Тяжелее всего было с отвлекающими. Тот десяток, что залёг слева, шёл, по сути, на верную гибель: им предстояло поднять на себя всю стену, весь её огонь, изобразить целый отряд, рвущийся на прорыв, — а изобразив, уцелеть как сумеют, отойти в темноте, нагнать нас после, если выйдет. Выйдет навряд ли. Я отбирал их сам, поимённо, и каждый знал, на что идёт, и никто не пошёл на попятную. Унтер, что вёл их, немолодой, спокойный, только спросил негромко: «Долго держать, вашбродие?» — «Покуда не пройдут раненые. Услышишь, наш максим справа заговорит, — значит, нас почуяли, тогда и отходи, спасай людей». Он наклонил голову, как уговариваются о простом деле, и пошёл к своим, налево, туда, откуда через малое время подымется весь огонь. Половину этого десятка я больше не увижу — потому и простился с ними молча, дольше задержав руку на плече каждого, чем с теми, кто шёл на косу.

Люди молчали в темноте, и в этом молчании трёх с лишним сотен человек, изготовившихся умирать, было больше, чем в любом крике: слышно было только, как они дышат сквозь зубы, как глухо сглатывают пересохшим горлом, как шуршит под локтями примятая осока да чмокает под переступающими сапогами стылая болотная жижа. Перед таким делом не говорят, и я лишнего не говорил — прошёл в последний раз вдоль всей залёгшей колонны, тронул кого за плечо, кому шепнул на ухо короткое слово, не утешая и не пугая, а просто давая знать, что командир тут, рядом, прошёл и увидел. Обернулся к Сороке, чтоб сказать что-нибудь и ему, — а тот молча, не дожидаясь слов, сунул мне в темноте свою сухую жёсткую ладонь и стиснул её крепко, по-мужицки, как уговариваются без свидетелей о деле, после которого, может, и не свидятся. Брусникина к тому часу уже приладили на спину самому дюжему из солдат, обвязали накрест мокрыми ремнями, под мышки и через грудь, чтоб не сполз с горба на ходу, и я сам, не доверяя чужим рукам, подёргал каждый узел — держат, не подведут.
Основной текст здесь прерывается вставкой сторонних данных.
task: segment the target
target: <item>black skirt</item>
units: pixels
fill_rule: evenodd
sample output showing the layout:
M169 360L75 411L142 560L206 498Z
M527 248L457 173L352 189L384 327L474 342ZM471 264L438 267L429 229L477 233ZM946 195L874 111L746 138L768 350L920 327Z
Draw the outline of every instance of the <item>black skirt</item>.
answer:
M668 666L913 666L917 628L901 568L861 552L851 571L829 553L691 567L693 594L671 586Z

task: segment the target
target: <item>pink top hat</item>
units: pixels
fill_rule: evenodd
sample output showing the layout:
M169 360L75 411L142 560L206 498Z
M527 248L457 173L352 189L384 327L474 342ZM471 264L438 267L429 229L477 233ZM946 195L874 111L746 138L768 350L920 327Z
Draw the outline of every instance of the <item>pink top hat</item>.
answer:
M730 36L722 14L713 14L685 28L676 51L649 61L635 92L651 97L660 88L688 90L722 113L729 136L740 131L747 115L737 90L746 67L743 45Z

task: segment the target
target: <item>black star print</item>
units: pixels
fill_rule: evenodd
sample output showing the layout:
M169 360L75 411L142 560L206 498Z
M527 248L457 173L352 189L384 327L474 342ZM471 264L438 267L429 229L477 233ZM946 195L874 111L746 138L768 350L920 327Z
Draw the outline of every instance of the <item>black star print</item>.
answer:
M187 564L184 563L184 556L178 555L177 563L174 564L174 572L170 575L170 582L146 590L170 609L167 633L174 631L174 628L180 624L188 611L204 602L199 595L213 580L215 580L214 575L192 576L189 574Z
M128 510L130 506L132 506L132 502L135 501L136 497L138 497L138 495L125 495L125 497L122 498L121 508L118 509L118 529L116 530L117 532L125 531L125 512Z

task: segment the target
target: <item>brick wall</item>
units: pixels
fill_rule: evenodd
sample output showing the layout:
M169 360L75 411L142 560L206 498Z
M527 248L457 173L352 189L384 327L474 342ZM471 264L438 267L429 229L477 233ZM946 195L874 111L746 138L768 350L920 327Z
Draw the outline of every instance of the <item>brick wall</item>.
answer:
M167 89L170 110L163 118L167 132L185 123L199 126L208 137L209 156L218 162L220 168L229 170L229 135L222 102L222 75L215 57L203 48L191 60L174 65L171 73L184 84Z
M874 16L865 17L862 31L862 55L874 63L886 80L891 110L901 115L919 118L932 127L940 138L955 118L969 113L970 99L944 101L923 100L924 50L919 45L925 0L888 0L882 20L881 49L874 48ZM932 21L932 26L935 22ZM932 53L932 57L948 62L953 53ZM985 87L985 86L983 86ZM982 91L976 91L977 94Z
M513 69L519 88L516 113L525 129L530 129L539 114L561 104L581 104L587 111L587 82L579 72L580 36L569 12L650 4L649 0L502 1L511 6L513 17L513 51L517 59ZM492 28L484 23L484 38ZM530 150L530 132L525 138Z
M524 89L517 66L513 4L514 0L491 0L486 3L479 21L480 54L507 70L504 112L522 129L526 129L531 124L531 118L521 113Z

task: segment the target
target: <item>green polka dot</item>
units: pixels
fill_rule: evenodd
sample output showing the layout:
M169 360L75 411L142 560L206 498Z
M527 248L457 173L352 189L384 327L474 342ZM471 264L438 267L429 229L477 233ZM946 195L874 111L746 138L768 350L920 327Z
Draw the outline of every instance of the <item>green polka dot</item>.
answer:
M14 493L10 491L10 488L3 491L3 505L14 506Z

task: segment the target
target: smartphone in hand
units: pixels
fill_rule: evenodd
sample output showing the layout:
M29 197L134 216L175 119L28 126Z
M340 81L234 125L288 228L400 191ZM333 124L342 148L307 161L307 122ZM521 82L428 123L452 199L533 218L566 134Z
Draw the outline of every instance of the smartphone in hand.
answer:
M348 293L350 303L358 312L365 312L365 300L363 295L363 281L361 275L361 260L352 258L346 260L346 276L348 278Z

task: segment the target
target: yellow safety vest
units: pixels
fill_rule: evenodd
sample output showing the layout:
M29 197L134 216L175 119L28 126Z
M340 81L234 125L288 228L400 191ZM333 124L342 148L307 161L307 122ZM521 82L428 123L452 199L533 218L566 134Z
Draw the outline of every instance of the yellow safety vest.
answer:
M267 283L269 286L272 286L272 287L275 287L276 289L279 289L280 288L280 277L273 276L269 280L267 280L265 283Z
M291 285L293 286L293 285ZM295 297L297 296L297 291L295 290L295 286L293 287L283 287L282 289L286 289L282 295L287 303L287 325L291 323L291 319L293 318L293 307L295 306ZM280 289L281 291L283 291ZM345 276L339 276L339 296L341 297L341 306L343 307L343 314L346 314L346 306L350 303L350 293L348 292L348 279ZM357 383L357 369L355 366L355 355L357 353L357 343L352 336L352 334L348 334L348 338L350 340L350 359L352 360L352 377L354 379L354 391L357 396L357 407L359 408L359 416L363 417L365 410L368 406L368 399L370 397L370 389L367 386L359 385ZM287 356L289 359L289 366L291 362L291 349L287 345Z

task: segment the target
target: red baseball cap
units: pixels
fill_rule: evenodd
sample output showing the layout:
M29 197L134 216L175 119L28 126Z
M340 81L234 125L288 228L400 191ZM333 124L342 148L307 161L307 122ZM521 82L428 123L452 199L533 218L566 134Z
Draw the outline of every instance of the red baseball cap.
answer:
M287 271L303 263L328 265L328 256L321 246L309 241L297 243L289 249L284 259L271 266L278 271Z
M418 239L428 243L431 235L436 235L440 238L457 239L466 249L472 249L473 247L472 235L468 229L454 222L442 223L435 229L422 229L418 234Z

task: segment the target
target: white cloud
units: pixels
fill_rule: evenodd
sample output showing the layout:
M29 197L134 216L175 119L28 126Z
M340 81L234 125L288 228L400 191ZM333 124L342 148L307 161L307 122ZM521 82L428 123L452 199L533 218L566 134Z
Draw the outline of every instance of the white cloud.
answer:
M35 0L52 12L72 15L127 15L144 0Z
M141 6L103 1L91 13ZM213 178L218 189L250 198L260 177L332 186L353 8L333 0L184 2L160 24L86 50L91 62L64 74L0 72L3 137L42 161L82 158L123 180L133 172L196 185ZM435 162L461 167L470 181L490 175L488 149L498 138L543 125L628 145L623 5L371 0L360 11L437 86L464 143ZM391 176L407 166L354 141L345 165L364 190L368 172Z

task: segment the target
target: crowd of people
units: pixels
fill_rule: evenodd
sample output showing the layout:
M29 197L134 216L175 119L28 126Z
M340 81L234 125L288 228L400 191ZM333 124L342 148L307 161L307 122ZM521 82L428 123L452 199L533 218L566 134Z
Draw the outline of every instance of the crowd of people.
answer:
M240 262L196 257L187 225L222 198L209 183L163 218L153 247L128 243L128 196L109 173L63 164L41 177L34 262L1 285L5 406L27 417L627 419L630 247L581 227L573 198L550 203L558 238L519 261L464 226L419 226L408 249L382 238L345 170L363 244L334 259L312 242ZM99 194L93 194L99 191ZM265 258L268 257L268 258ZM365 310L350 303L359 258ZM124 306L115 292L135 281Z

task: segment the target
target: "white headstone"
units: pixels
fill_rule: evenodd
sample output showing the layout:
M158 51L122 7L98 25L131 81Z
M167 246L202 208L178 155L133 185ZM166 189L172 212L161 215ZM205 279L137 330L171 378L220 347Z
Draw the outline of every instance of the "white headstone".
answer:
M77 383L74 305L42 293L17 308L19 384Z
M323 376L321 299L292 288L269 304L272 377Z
Раненых готовили молча, бережно. Тех, кому идти, поднимали, привязывали к спинам несущих, перетягивали повязки потуже, чтоб не открылись на тряске; кому-то совали в зубы скрученную тряпицу — чтоб не застонал на косе, не выдал всех. Один, с пробитым плечом, мотал головой и шептал, чтоб не несли его, не губили носильщика, — пусть бросят, он сам как-нибудь. Я присел, сказал ему на ухо два слова, и он затих. Иные просились идти своими ногами, лишь бы не быть обузой над топью, — и кого мог, я отпускал ковылять самому, держась за плечо товарища: своя нога, хоть и простреленная, на узкой косе надёжнее чужой спины. Тяжёлых, беспамятных, грузили на закорки. Я прошёл вдоль изготовившихся в последний раз, всмотрелся в лица — измученные, серые, заросшие, но не сломленные. Они ждали меня. Они мне верили. Оступлюсь нынче на косе — этой верой меня и придавит.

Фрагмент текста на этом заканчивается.